First Day Journal, May 14

 

It’s not easy to look back at my life and see when problems began and solutions fell by the wayside. Yet at the time I believed the patterns were forming without my help. I was there, like an actor repeating my lines, but I never realized I was also the playwright.

Now I am there again.

Taylor is not an easy baby. Even after our week of separation I try to nurse her, but she screams for more, and formula never quite agrees with her. We walk the floor together at night, but even when she is between bouts of colic and earaches, she seems dissatisfied, as if I should know how to comfort her and she holds me accountable.

My years and experience with the King boys have no impact on a baby. She prefers Ethan, who’s less worried about how to please her. She will sleep in his arms, while in mine she stiffens and screams.

Since I feel like such a failure at home, I go back to school in the fall and take a heavy load of classes. The wife of one of my professors offers child care, and Taylor loves it there. No one else finds her behavior discouraging. Experienced and relaxed, they keep her happy and entertained, and sometimes when I retrieve her at the end of my day, she cries to stay.

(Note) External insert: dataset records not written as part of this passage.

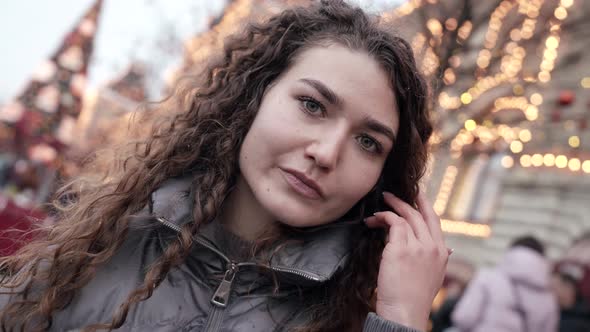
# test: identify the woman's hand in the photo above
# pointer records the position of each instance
(413, 264)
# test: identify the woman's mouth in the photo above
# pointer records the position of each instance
(301, 184)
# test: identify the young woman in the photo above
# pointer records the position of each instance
(281, 195)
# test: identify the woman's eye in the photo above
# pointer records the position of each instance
(312, 106)
(368, 143)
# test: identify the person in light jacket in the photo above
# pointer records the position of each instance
(263, 200)
(515, 296)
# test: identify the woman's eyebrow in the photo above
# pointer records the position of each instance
(325, 91)
(379, 127)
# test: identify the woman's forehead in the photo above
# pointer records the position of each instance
(355, 77)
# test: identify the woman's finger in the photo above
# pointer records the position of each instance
(430, 217)
(375, 222)
(393, 220)
(399, 233)
(413, 217)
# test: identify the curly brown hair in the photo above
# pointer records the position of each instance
(208, 118)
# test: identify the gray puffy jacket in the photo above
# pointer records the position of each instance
(208, 292)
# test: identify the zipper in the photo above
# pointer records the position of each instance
(222, 294)
(220, 299)
(205, 243)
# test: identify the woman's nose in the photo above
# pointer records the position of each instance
(327, 148)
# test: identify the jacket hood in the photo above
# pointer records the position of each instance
(527, 267)
(317, 255)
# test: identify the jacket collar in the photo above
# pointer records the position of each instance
(316, 255)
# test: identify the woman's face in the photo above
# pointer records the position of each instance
(321, 137)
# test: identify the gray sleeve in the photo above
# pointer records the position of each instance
(374, 323)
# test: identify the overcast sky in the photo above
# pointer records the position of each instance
(31, 30)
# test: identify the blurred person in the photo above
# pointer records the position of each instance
(441, 318)
(574, 309)
(515, 296)
(263, 200)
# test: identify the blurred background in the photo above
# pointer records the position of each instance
(509, 82)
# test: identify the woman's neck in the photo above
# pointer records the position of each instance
(243, 215)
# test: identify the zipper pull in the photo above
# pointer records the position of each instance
(221, 296)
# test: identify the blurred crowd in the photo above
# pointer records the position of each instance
(524, 292)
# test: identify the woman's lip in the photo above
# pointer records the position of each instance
(301, 184)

I finish my classes on Taylor’s first birthday. My baby girl loves the gifts we’ve chosen, and my homemade cake dissolves in a pool of crumbs and slobber on her high chair. For once I fulfill my role as her mother exactly as I’m supposed to, and I am encouraged. As my graduation present Ethan buys tickets to Hawaii. His parents agree to babysit for the week we’ll be gone.

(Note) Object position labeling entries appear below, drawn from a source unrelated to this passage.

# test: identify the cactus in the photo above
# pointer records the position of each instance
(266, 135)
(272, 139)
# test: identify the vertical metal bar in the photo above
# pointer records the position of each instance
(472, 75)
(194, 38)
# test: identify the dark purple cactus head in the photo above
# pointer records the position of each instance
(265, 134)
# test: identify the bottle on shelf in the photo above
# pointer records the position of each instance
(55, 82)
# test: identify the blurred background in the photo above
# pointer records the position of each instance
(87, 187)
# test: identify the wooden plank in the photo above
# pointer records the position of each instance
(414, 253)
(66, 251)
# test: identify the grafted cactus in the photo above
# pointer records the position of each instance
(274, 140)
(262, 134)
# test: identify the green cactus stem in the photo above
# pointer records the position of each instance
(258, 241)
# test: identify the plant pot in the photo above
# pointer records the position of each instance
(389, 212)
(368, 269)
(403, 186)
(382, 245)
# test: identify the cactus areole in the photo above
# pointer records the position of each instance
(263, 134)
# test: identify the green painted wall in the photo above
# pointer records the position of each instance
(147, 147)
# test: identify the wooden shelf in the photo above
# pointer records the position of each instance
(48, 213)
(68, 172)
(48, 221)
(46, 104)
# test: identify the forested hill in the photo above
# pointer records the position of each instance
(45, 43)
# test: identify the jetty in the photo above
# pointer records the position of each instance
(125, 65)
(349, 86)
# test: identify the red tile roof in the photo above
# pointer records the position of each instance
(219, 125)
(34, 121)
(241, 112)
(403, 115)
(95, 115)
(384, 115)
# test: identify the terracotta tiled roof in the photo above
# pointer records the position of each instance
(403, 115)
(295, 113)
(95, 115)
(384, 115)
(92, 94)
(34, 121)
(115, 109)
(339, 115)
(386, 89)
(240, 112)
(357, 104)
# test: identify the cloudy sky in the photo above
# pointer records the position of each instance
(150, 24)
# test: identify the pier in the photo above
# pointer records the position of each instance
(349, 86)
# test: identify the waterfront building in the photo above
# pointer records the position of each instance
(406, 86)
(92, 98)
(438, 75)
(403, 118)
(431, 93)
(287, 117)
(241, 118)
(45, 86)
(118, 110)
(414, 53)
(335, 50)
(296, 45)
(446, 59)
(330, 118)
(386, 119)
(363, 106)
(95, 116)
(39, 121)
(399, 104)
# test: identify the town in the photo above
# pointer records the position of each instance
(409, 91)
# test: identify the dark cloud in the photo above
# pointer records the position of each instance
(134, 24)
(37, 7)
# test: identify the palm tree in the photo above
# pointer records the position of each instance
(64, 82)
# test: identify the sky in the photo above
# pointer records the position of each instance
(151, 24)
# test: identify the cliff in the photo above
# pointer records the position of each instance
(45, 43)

The trip is a second honeymoon. Without school, work or our baby, we’re lovers and friends once again. Ethan has been unfailingly supportive as I learn to be a parent. He seems born to the job.

We talk about our future. I’m torn between spending the next year at home and finding a place for myself in the world. I have my education and degree, but neither is as important as my ambition. I have a new reason to succeed. Now I desperately want to provide Taylor with all the things I never had, hoping, I think, that it will make up for my lack of mothering skills.

Ethan wonders how we’ll manage two busy schedules and a baby. He’s considering his own future and looking for employment. To my disappointment, he’s only looking in the Blue Ridge, determined to stay in the mountains he loves. The firm where he interned wants him to remain, but I think his career will be better served in a larger one where he can make his mark and still design the structures he most loves. He agrees, but reminds me we might need to move as far away as Tennessee. What’s the point of my beginning a career in Asheville, he asks, if I’ll just have to leave? Why not begin once we’re settled?

I love being with him, and I’m beginning to relax. Now that she isn’t colicky, Taylor’s easier to mother, and Ethan seems to thrive on my love. Maybe I can settle into a simpler life.

We return home to find that Ethan’s mother has completely rearranged our house and Taylor’s schedule. She’s sweetly apologetic, of course, but she hints that since I have little experience with babies or keeping a house for a professional man, she’s given me the benefit of her superior breeding and knowledge. An angry Ethan tells her we don’t appreciate the changes, but her message is clear. I’m not good enough to be married to her son, or to be the mother of her granddaughter, and as much as it pains her, she’s been forced to set our shabby little world to rights.